Dans le sillage de Paul Ricœur, Dominique Gour propose moins un commentaire qu’un compagnonnage : une manière d’habiter la pensée comme on traverse un paysage, entre lucidité de l’action et ouverture à ce qui la déborde, là où la philosophie devient à la fois exercice, risque et promesse.
Difficile d’écrire sur Paul Ricœur après Jean Greisch, Olivier Mongin, Olivier Abel. Pourtant, Dominique Gour a trouvé la solution dans son livre L’Éclaireur. Ce qu’il y a de remarquable, alors qu’il ne prétend à rien avancer de neuf, est qu’il donne ce qu’on pourrait nommer, suivant Érasme, un « enchiridion ricœurensis civis1 ». Ce choix, modeste, nous semble en fait une des manières de procéder les plus fidèles à l’esprit de l’œuvre de Ricœur.
Un manuel ne se conçoit que dans la perspective d’un emploi ordonné à une action, et il suppose qu’on ait des « pouvoirs de faire », qu’on puisse en proposer des modes, et qu’on dégage des savoir-faire – on ne peut se contenter de propositions théoriques. Cela ne veut pas dire que Ricœur soutienne qu’il y ait une science de l’action, une technè identifiable et répétable. Son œuvre récuse une telle prétention mortifère ; l’importance accordée à l’imagination suffit à le rappeler.
Il n’est pas indifférent de noter l’intérêt que Ricœur a porté à la manière anglo-saxonne de réfléchir sur l’action. Cette orientation a pu surprendre bien des lecteurs du philosophe, qui le situaient avant tout dans le sillage de la philosophie « continentale » la plus classique ; mais c’était oublier que l’intérêt de Ricœur s’est électivement porté sur Aristote, et que toute une partie de la philosophie anglo-saxonne fait écho à un certain aristotélisme : celui qui fait fond sur les « endoxa » et l’étude du langage ordinaire. On peut un temps faire l’économie du cogito, la sémantique et la syntaxe assurent un solide « rez-de-chaussée » à la réflexion en articulant un niveau primitif, mais fécond, d’une grammaire de l’action.
C’est de cette exigence première que la conception d’un enchiridion tire son immédiate justification. Mais l’enchiridion présenté n’est pas un répertoire d’adages : il s’agit de mettre en œuvre les énoncés théoriques, de leur donner vie et incarnation. Kant dénommait « schème » cette opération, pointant la nécessité d’une méthode, d’un « art de faire », même si son secret était « enseveli ». Enchiridion ne veut pas dire mantra.

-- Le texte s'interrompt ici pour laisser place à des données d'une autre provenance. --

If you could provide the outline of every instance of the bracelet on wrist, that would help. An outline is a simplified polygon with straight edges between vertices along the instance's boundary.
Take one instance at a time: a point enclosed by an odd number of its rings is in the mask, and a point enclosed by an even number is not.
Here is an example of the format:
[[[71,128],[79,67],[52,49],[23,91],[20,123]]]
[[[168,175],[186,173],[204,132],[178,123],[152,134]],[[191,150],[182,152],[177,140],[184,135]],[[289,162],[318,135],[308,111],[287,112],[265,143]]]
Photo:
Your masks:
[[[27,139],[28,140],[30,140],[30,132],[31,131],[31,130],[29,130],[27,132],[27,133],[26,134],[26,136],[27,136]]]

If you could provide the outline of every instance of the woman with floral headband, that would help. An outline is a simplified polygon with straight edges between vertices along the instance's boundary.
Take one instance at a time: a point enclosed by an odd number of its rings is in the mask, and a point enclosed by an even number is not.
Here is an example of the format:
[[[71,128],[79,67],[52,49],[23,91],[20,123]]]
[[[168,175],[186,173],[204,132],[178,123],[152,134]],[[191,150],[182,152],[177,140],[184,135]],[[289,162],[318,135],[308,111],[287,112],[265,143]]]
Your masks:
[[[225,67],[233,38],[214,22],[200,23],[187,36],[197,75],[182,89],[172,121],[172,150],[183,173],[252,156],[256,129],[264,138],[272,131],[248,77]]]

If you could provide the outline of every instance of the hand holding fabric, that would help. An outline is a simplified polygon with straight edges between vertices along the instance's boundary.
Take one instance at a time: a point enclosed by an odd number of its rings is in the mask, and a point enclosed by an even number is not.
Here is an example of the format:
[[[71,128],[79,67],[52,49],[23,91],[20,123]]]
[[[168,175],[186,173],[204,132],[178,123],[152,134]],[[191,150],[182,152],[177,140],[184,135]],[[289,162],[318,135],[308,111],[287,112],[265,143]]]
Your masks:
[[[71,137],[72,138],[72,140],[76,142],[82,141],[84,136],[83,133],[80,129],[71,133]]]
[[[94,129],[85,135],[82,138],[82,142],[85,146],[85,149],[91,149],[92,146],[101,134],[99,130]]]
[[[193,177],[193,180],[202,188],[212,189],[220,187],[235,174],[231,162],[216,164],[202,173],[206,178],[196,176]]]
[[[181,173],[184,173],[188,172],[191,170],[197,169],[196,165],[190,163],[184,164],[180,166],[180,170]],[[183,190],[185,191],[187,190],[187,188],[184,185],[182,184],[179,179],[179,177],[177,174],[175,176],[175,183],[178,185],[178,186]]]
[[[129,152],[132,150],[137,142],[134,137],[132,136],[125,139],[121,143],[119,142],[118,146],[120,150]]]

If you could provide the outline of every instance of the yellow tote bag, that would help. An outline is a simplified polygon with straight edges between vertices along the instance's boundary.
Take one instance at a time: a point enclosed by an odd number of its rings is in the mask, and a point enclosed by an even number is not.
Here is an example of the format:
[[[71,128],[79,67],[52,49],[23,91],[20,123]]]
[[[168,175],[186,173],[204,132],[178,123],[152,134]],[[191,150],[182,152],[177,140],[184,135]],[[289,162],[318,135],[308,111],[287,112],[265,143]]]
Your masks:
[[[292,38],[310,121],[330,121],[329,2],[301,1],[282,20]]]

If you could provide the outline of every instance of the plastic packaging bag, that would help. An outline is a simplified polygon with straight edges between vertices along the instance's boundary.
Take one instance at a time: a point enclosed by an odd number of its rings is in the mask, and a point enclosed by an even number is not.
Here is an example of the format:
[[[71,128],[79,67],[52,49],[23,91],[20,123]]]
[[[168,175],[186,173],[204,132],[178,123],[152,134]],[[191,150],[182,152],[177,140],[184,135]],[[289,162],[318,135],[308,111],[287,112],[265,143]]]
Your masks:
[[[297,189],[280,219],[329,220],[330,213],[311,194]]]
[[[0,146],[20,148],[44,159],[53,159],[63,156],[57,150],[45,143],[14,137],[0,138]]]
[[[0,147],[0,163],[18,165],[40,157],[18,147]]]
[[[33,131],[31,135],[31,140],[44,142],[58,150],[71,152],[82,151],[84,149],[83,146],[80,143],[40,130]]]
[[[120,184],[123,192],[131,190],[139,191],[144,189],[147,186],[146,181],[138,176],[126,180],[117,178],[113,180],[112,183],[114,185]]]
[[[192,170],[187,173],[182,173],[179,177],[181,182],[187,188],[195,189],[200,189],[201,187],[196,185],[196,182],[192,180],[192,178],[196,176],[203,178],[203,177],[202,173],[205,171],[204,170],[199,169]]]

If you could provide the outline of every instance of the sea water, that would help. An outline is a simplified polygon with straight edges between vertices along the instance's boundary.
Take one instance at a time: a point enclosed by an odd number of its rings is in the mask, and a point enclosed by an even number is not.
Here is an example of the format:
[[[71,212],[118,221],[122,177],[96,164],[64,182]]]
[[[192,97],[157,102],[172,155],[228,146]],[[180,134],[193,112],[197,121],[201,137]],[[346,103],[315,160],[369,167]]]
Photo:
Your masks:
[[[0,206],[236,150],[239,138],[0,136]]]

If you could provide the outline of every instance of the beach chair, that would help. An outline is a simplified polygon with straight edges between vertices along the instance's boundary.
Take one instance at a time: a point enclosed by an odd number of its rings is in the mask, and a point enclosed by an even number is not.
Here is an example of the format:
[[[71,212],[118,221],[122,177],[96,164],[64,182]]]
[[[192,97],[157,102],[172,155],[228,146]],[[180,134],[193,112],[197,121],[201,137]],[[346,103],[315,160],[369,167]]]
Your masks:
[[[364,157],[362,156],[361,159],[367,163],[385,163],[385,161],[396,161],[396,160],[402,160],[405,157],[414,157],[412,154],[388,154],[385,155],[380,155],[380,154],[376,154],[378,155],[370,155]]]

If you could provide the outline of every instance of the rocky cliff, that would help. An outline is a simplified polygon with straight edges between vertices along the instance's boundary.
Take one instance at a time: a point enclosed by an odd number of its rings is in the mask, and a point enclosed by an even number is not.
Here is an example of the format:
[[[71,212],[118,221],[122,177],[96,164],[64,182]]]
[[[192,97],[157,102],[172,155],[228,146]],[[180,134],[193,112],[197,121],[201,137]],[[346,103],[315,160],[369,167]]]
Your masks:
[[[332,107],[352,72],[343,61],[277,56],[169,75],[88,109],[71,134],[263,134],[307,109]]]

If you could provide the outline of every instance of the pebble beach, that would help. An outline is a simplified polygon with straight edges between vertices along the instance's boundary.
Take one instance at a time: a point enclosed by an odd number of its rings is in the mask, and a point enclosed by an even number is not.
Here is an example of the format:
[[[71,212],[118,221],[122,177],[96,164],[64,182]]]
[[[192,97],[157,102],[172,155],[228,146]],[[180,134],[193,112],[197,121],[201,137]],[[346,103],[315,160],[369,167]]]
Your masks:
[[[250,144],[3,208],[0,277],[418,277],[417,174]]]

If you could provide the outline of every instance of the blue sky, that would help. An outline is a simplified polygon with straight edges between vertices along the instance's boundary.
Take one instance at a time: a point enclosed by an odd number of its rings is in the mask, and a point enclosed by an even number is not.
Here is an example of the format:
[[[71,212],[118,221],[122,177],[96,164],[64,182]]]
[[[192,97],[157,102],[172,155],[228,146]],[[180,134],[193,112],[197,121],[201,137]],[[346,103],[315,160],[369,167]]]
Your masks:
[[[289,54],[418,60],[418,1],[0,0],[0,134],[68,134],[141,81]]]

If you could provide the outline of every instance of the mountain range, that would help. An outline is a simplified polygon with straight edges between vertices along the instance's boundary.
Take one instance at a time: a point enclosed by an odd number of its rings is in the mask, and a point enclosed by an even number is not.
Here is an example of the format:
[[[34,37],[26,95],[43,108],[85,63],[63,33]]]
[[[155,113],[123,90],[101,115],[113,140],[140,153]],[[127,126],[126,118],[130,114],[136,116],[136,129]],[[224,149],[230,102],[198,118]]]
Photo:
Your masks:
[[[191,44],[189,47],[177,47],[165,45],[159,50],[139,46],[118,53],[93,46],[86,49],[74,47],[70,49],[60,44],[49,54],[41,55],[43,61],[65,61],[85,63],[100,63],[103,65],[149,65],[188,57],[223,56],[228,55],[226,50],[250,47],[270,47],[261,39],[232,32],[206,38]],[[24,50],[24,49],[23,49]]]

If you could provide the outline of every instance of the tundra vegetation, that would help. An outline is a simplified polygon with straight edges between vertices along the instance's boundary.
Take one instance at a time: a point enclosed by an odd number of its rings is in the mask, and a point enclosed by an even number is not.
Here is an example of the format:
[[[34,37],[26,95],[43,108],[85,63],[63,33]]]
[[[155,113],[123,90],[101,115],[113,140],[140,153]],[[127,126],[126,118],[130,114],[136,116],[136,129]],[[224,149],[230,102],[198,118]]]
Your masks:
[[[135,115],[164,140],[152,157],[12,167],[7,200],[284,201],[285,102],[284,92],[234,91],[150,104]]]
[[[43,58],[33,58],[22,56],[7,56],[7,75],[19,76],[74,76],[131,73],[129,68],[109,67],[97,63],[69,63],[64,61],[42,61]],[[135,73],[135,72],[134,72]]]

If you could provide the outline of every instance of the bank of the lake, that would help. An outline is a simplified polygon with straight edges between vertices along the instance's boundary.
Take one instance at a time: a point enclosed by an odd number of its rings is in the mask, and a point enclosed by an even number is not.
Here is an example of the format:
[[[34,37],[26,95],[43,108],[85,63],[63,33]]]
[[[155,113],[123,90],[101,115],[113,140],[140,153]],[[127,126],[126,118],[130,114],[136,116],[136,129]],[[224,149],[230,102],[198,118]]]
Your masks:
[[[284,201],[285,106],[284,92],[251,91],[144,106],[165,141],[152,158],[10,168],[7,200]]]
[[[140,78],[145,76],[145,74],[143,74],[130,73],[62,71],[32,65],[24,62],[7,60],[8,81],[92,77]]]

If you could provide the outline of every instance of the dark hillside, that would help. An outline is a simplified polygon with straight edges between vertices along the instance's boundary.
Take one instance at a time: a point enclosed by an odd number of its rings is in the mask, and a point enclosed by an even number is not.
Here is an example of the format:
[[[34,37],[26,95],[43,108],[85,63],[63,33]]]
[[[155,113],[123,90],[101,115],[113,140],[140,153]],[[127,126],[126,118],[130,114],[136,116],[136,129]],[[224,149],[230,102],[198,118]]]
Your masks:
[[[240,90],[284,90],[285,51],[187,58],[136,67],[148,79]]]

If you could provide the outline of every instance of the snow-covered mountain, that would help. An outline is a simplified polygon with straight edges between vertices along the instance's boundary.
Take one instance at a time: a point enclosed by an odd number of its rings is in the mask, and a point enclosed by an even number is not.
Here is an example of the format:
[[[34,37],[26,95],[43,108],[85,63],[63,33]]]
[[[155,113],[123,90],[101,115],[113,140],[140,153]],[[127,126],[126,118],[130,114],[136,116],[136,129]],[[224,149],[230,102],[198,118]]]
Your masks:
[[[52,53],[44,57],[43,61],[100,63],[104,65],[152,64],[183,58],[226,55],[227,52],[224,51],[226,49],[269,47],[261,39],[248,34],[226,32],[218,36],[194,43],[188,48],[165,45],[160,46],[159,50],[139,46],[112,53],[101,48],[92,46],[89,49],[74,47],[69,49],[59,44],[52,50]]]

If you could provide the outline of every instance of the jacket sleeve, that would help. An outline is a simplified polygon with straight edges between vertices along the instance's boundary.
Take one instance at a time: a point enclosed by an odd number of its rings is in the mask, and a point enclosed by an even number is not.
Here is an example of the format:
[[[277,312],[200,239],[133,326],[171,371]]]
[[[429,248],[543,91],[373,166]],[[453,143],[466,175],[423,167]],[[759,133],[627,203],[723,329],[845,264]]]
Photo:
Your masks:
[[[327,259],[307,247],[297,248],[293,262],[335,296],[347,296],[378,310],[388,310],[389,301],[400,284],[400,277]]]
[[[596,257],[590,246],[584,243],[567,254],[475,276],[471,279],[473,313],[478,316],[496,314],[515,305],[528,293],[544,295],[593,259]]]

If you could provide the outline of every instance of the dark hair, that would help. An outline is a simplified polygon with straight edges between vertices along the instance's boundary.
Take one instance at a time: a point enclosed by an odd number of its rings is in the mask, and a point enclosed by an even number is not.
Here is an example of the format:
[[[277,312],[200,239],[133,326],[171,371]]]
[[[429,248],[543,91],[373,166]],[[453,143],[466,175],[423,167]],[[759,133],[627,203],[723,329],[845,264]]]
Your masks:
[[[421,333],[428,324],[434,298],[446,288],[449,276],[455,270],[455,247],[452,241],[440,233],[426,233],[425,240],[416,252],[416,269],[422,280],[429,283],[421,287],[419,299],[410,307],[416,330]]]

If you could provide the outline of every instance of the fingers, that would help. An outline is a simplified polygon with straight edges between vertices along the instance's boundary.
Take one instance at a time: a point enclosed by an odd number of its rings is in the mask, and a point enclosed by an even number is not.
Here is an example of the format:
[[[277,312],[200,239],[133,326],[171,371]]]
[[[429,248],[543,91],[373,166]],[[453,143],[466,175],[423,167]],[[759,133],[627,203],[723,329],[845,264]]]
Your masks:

Mettre en scène les énoncés théoriques ne suffit pas, il faut encore les mettre en jeu, c’est-à-dire découvrir qu’il y a du jeu entre eux – qu’il doit même y en avoir. Dans le langage de Kant, on dirait qu’il s’agit d’une dialectique ; et on ne peut laisser de côté l’héritage kantien de Ricœur. Pour dire bref, on pourrait même avancer que Ricœur, c’est Aristote corrigé par Kant. On voudrait signifier par là que dans toute théorie de l’action, dans toute position éthico-politique, se creuse un écart ouvrant un paradoxe : il y a un au-delà de cette sphère et on ne peut pourtant s’y soustraire. Ce serait « Schwärmerei2 », pour parler avec Kant, de prétendre s’en affranchir.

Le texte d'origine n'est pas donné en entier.